В продолжение всего дня мы спускались с гор. На южной стороне Модонкульских гольцов появилась дорога, сухая и торная, и наши 4 пулемета и 2 орудия со звоном отсчитывали на ней корни деревьев, камни и промоины. К вечеру спустились с хребта в долину р. Иерена (левый приток р. Ури) и здесь ночевали. 16 августа бригада продолжала движение на юго-запад. Когда мы подошли к широко раскатившейся между пологими берегами р. Ури, солнце заходило за довольно крутые лесистые сопки противоположного ее берега. Вздувшаяся от дождей вода мгновенно вскипала в пену, враждебно налетая на боровшихся с течением лошадей и, миновав их, с таинственным шумом спешила в Селенгу и, затем, дальше — в пределы раскрасневшейся от революционного возбуждения России, словно ей нужно было поделиться с кем следует последними новостями дня.

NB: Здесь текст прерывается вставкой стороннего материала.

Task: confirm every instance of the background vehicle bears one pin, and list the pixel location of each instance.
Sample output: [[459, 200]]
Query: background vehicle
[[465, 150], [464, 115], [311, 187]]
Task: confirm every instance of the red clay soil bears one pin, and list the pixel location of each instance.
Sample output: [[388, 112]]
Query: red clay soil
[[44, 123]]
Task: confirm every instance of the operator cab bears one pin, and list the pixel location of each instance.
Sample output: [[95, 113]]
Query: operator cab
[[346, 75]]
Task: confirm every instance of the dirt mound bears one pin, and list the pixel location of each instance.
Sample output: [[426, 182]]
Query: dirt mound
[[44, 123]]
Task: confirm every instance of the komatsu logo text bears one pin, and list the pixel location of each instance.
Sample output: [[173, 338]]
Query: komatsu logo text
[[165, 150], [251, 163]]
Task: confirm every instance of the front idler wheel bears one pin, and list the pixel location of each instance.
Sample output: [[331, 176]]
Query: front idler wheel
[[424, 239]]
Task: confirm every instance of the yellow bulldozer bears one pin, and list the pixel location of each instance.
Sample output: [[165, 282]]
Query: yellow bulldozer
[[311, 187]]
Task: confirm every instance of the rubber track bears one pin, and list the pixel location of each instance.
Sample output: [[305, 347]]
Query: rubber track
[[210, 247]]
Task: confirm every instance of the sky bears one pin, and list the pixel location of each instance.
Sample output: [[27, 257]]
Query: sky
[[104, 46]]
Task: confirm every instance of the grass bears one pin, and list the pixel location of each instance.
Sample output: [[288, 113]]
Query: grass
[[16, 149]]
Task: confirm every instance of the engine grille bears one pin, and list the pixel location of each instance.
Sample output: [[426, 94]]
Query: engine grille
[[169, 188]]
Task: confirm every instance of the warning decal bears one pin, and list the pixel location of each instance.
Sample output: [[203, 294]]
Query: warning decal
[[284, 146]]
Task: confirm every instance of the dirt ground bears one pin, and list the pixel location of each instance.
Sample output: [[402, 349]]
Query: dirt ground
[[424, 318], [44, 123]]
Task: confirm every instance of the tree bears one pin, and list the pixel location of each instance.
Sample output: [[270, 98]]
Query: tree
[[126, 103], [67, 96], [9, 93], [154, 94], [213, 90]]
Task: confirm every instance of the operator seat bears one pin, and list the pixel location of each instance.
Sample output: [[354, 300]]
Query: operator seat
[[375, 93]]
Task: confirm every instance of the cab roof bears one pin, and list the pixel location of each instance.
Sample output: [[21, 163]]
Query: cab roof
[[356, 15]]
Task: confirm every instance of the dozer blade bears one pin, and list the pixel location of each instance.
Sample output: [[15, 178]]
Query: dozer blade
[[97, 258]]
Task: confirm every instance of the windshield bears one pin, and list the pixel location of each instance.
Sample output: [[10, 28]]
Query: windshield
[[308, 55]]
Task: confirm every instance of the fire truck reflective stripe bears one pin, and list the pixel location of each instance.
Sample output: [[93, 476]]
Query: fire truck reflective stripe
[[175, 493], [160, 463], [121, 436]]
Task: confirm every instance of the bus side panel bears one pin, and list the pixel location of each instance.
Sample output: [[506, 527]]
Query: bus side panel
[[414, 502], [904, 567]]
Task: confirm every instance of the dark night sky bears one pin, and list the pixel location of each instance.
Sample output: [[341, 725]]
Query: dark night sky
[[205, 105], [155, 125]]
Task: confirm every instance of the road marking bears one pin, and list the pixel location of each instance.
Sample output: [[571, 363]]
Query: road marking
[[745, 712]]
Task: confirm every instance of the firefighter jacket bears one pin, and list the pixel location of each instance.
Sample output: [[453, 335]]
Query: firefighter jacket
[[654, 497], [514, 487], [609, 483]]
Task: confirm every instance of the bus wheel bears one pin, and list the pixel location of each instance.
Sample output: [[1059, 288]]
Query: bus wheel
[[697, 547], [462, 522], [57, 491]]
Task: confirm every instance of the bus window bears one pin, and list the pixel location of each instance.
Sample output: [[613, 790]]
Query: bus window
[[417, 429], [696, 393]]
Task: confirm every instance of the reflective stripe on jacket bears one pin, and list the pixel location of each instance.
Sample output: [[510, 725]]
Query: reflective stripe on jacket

Я оставался на левом берегу до подхода арьергарда, сперва наблюдая за переправой полков, переходивших реку по отлогой дуге глубокого брода, а потом, когда все ушли по направлению к горам, в тревожном раздумье, всматриваясь в мутноватые быстрины переката. Я медлил до тех пор, пока у меня окончательно не сложился весьма ответственный доклад генералу. Бригада генерала Резухина имела ночлег верстах в двух-трех от реки, в урочище Харун. Здесь проживало несколько семей полуоседлых монголов, занимающихся сенокосом, и стояли их деревянные сараи. Это была первая встреча с монголами после возвращения из Забайкалья. Любопытно было узнать их настроение. Перед докладом я пил поэтому чай у монголов и нащупывал политические темы, но убедился лишь в полном их равнодушии к событиям.
17 августа бригада продолжала поход по следам барона. То поднимаясь по зеленым извилинам падей на живописные лесистые горы, то сползала с них вдоль звенящих ручейков, полки плавно скользили на юго-запад. За день бригада сделала обычный 45 верстный переход и вечером подошла в р. Эгийн-голу, где суждено было разыграться одной из самых ненужных трагедий нашей эпопеи — погиб доблестный Б. П. Резухин.